Zurück zu meinem „Wahrheits-Moment“. Im Rahmen eines mehrtägigen Hackatons* wurden acht visionäre Start-up-Gründer:innen mit zehn Expert:innen (u.a. mein Part) zusammengebracht. Unser Thema „Financial and Economic Literacy“ mit dem Fokus auf Frauen sollte von möglichst vielen Facetten beleuchtet und vorangetrieben und die besten Pitches prämiert werden. Und weil die schönsten Erkenntnisse nichts bringen, wenn man sie nicht mit anderen teilt, berichte ich hier von meinen zehn Top-Learnings:
#1 Es gibt nicht viel Unterschied zwischen dem Geldwissen von Frauen und Männern, allerdings den totalen Disadvantage von Frauen, wenn es um die Verteilung von Geld geht. Sagte immerhin der Aufsichtsratsvorsitzende der ERSTE Stiftung und Präsident des EFA, Andreas Treichl. Also ähnlich wie im Berufsleben: Wissen und Möglichkeiten gehen bei Frauen nicht Hand in Hand, bei Männern jedoch (meistens) schon.

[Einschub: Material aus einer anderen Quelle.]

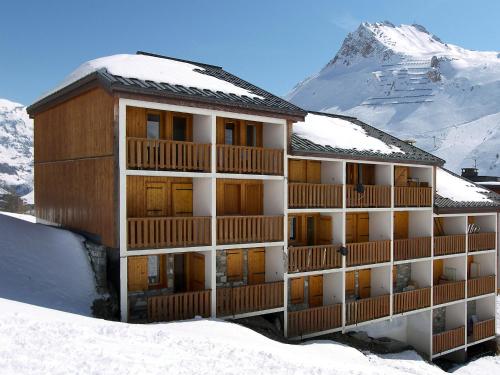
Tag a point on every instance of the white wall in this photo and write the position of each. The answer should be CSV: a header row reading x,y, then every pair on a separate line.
x,y
274,264
380,225
380,280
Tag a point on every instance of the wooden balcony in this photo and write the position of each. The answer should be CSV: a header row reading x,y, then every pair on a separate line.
x,y
360,253
246,159
451,291
481,241
412,300
249,298
367,309
482,330
406,196
316,319
245,229
446,245
179,306
313,258
447,340
301,195
159,154
481,285
412,248
161,232
373,196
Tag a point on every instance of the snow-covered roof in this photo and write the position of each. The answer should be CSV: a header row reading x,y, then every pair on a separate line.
x,y
342,136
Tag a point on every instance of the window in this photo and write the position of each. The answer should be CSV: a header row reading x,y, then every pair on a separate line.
x,y
251,135
153,126
179,128
153,270
229,133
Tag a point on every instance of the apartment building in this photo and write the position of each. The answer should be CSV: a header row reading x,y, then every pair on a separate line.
x,y
219,199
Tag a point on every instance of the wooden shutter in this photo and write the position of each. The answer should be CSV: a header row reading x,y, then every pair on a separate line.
x,y
234,265
400,225
325,230
313,172
137,273
182,199
316,291
364,283
297,290
400,176
256,266
297,170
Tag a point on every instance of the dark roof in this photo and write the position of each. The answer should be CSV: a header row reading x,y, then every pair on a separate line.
x,y
411,154
444,205
269,103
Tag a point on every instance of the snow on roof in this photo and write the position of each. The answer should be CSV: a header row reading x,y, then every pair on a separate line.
x,y
157,69
340,133
457,189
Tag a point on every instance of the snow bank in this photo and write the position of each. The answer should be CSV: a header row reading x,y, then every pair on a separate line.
x,y
44,266
340,133
155,69
455,188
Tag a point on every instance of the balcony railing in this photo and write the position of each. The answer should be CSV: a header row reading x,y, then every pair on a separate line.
x,y
314,195
480,285
160,232
179,306
481,241
447,340
406,196
245,229
312,258
372,196
360,253
246,159
412,300
159,154
448,292
249,298
482,330
316,319
367,309
446,245
412,248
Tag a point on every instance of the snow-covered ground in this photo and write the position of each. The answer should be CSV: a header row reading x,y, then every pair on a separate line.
x,y
35,340
44,266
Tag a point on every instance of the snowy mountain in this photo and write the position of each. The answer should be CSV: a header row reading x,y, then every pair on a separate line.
x,y
16,147
406,81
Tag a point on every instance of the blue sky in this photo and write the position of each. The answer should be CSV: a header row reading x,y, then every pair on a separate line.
x,y
273,44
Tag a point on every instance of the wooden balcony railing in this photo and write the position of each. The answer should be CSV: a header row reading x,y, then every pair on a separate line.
x,y
446,245
481,285
249,298
312,258
448,292
373,196
412,300
482,330
406,196
246,159
179,306
367,309
447,340
372,252
481,241
159,154
244,229
316,319
412,248
314,195
159,232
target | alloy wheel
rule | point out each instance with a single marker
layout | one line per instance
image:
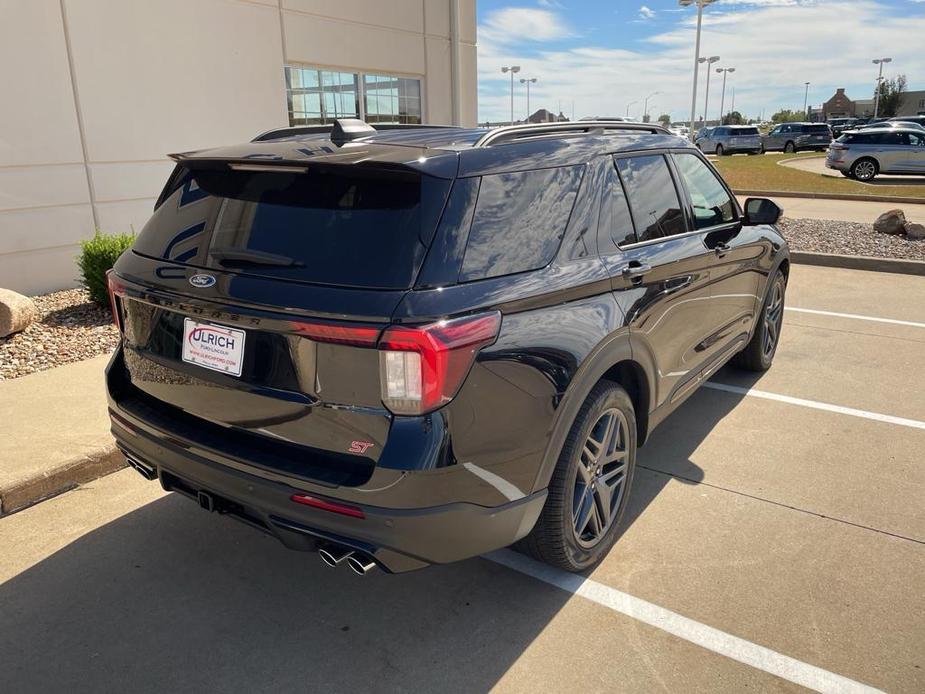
(601, 478)
(773, 317)
(865, 170)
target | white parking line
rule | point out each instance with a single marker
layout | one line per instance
(876, 416)
(738, 649)
(855, 316)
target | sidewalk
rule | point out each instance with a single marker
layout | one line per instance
(56, 433)
(842, 210)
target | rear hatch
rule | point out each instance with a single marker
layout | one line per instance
(254, 298)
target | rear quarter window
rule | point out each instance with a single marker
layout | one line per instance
(519, 221)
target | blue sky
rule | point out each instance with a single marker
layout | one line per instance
(606, 54)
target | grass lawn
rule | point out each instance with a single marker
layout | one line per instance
(762, 172)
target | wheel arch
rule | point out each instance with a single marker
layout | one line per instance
(613, 361)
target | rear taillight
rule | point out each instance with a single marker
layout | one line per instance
(422, 368)
(116, 289)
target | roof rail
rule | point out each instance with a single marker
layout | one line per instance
(289, 131)
(509, 133)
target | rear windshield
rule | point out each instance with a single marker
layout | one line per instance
(353, 230)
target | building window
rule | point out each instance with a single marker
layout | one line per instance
(320, 96)
(391, 99)
(317, 97)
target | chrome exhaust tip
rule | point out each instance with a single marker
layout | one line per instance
(332, 556)
(361, 565)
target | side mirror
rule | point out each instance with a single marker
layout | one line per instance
(761, 211)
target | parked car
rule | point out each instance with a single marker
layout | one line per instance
(862, 154)
(920, 120)
(839, 125)
(891, 124)
(796, 137)
(729, 139)
(412, 345)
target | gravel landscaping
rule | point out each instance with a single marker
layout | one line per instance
(70, 328)
(848, 238)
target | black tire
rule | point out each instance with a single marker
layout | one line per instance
(760, 350)
(554, 539)
(864, 169)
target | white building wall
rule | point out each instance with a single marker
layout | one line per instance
(97, 92)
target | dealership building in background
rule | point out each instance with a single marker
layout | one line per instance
(98, 92)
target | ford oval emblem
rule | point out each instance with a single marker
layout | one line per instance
(202, 280)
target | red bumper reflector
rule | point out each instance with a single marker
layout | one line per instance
(324, 505)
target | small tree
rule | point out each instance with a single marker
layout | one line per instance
(733, 118)
(891, 96)
(97, 255)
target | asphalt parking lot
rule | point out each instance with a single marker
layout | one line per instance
(776, 538)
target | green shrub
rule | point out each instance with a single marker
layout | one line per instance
(97, 255)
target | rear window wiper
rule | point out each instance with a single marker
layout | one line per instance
(241, 256)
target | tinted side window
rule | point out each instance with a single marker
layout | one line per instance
(616, 225)
(652, 195)
(712, 204)
(519, 220)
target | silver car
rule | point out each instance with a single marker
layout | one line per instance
(862, 154)
(729, 139)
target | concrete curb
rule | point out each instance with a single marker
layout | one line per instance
(830, 196)
(860, 262)
(86, 468)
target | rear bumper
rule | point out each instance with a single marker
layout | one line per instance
(399, 539)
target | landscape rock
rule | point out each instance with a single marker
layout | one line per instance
(914, 231)
(16, 312)
(892, 222)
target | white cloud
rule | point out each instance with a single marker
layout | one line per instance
(775, 48)
(513, 24)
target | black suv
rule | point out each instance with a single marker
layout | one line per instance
(404, 346)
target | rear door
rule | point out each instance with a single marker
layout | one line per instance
(735, 275)
(773, 140)
(660, 270)
(892, 151)
(913, 153)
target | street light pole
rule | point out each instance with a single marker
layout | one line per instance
(513, 69)
(706, 100)
(700, 5)
(524, 80)
(722, 101)
(645, 106)
(879, 61)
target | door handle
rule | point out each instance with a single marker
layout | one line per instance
(635, 270)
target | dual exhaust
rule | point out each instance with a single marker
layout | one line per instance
(333, 555)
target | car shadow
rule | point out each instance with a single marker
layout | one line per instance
(666, 458)
(169, 598)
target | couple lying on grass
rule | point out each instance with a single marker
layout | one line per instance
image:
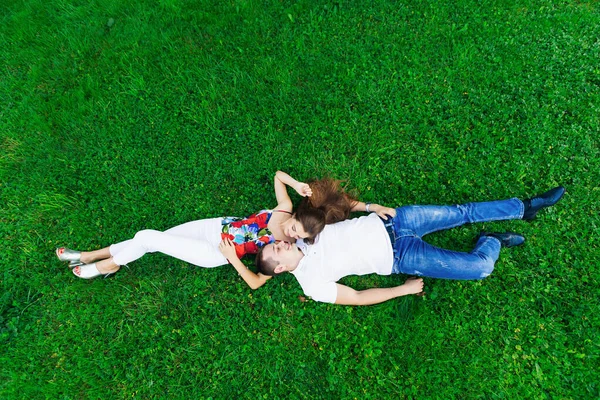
(319, 246)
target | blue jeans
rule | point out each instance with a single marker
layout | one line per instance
(413, 256)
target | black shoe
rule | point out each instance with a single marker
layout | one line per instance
(535, 204)
(507, 239)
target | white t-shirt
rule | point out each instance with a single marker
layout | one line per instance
(357, 246)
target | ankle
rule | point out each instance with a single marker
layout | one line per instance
(107, 266)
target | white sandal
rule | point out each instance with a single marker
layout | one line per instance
(65, 254)
(87, 271)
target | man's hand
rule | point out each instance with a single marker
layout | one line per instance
(227, 248)
(303, 189)
(413, 286)
(382, 211)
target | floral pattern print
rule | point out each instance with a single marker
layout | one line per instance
(248, 234)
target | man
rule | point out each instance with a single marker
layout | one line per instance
(369, 244)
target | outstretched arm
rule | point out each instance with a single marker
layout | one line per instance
(253, 280)
(283, 199)
(382, 211)
(350, 297)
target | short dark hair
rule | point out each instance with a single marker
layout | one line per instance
(265, 266)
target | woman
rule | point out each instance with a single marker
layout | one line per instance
(208, 242)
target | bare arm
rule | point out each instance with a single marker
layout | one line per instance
(253, 280)
(382, 211)
(350, 297)
(280, 182)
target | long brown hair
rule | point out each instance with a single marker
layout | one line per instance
(328, 204)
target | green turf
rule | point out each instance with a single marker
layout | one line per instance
(122, 115)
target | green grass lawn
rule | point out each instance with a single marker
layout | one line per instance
(123, 115)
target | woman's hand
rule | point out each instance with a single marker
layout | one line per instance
(413, 285)
(382, 211)
(303, 189)
(227, 248)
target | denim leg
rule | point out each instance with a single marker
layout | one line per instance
(416, 257)
(421, 220)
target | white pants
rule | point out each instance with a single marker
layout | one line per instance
(195, 242)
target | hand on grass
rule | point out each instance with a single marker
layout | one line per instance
(382, 211)
(413, 285)
(303, 189)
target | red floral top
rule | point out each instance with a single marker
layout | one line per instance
(249, 234)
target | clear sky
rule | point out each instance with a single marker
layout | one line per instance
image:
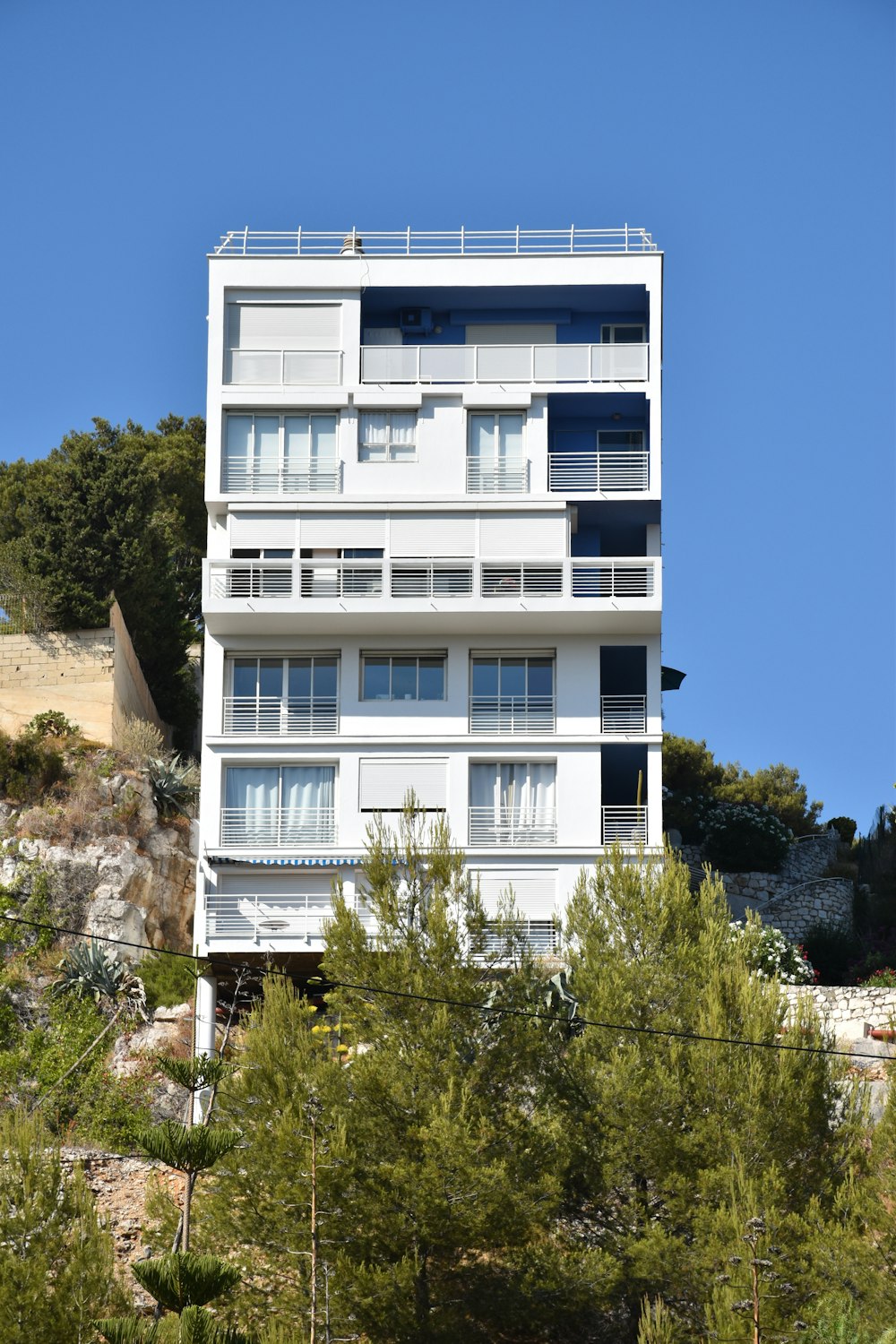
(754, 137)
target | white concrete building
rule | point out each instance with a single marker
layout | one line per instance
(435, 484)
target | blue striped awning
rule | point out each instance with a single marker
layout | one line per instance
(317, 862)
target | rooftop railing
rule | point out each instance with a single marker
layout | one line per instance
(414, 242)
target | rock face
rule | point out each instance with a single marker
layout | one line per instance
(139, 887)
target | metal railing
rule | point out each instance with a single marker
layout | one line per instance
(247, 578)
(281, 717)
(432, 580)
(579, 578)
(605, 363)
(613, 578)
(624, 714)
(493, 476)
(512, 714)
(244, 476)
(277, 827)
(606, 470)
(513, 825)
(538, 935)
(455, 242)
(284, 367)
(265, 917)
(624, 825)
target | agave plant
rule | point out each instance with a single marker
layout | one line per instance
(175, 785)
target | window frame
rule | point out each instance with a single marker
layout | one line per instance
(387, 446)
(402, 653)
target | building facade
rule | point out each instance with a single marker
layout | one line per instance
(435, 487)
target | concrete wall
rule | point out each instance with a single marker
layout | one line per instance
(91, 676)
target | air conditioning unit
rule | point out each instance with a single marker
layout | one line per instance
(416, 322)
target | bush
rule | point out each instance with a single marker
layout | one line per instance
(770, 954)
(167, 980)
(845, 828)
(743, 838)
(833, 951)
(27, 768)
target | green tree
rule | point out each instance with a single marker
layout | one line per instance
(56, 1266)
(116, 511)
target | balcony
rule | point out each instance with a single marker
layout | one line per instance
(605, 363)
(538, 935)
(624, 714)
(508, 714)
(247, 476)
(578, 578)
(289, 717)
(495, 476)
(606, 472)
(624, 825)
(277, 828)
(284, 367)
(512, 825)
(261, 917)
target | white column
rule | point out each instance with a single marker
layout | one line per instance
(204, 1032)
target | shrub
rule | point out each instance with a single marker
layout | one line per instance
(27, 768)
(845, 828)
(743, 838)
(770, 954)
(53, 723)
(833, 951)
(167, 980)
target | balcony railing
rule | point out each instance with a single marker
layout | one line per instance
(487, 580)
(607, 470)
(538, 935)
(605, 363)
(265, 917)
(513, 825)
(452, 242)
(245, 476)
(284, 367)
(293, 715)
(512, 714)
(624, 825)
(493, 476)
(624, 714)
(279, 828)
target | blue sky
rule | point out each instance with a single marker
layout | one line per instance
(754, 137)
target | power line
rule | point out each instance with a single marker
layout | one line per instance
(532, 1013)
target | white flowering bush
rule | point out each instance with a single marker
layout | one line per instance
(745, 838)
(771, 956)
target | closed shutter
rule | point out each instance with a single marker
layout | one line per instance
(343, 530)
(522, 535)
(266, 531)
(433, 534)
(535, 890)
(284, 325)
(384, 784)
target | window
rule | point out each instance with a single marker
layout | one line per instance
(280, 806)
(513, 801)
(281, 453)
(622, 333)
(387, 437)
(282, 695)
(403, 676)
(512, 694)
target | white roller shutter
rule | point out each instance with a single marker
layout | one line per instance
(535, 890)
(433, 534)
(284, 325)
(384, 782)
(268, 531)
(522, 535)
(343, 530)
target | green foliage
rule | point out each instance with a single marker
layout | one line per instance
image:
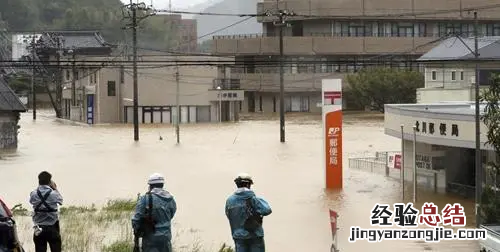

#2 Start simple, be clear about the ask. Gestalte Deine Präsentation einfach und klar. Verliere Dich nicht in Details. Bereite Dich gut auf Fragerunden vor.
#3 Alte Silicon Valley-Weisheit: Fix the Problem and then try to solve it – mit dem Zusatz: How to improve the lives of one million people. Dient als gedankliche Grundlage, sodass man sich auf der Suche nach dem Problem auf einen Aspekt fokussiert, der möglichst viele Menschen betrifft und anspricht.
#4 Time matters – now is always right. Zeit spielt eine Rolle. Schiebe wichtige Entscheidungen/Handlungen nicht auf die lange Bank. Agiere jetzt.
#5 Fokussiere dich auf das, was du am besten kannst.
#6 Partnerships go beyond money. Solide Partnerschaften gehen über das reine Geldthema hinaus.
#7 Arbeite nicht mit Menschen, die dir/deiner Energie nicht guttun.
#8 Erinnere dich daran, wie du als 5-Jährige die Welt wahrgenommen hast und beziehe diesen offenen, neugierigen Blick in die Gegenwart mit ein.
#9 Wenn dich der Mut verlässt, versuche das verängstigte Kind in dir von der reellen Situation zu trennen. Möglicherweise ist der Druck dann gar nicht so schlimm.
#10 Wenn du zu Pitches oder Vorstellungsgesprächen eingeladen wirst, vergiss nicht: du bist hier, weil dein Gegenüber Interesse an deinem Projekt hat – und nicht um dich fertigzumachen.
So ein Ausflug in die Berge weitet manchmal ganz schön den Blick. Der „Moment of Truth“, der unser „Hackaton“-Team am stärksten verband, lautete aber: Sei dir deiner Geschichte bewusst und lass dir die Freude nicht nehmen! Auch wenn die Zeiten fordernd sind – ein Top-Motto für den Herbst.
* Der MEGA Hackaton wurde von der MEGA-Bildungsstiftung und der Liechtenstein Group organisiert und fand in diesem Jahr im Rahmen des Alpbach „LAB“ zum dritten Mal statt. Vom 27. bis 28. August erarbeiteten 8 Start-ups gemeinsam mit 10 Expert:innen Konzepte, tauschten Wissen und Erfahrung aus. Am Ende des Workshops fand im Rahmen der Großveranstaltung des EFA24 ein Pitch statt, bei dem zwei Gewinner:innen mit je 5.000 Euro prämiert wurden: Victor Neumann und Clara Lütkefeld von Invest it! sowie Claudia Prudic von Money Matters.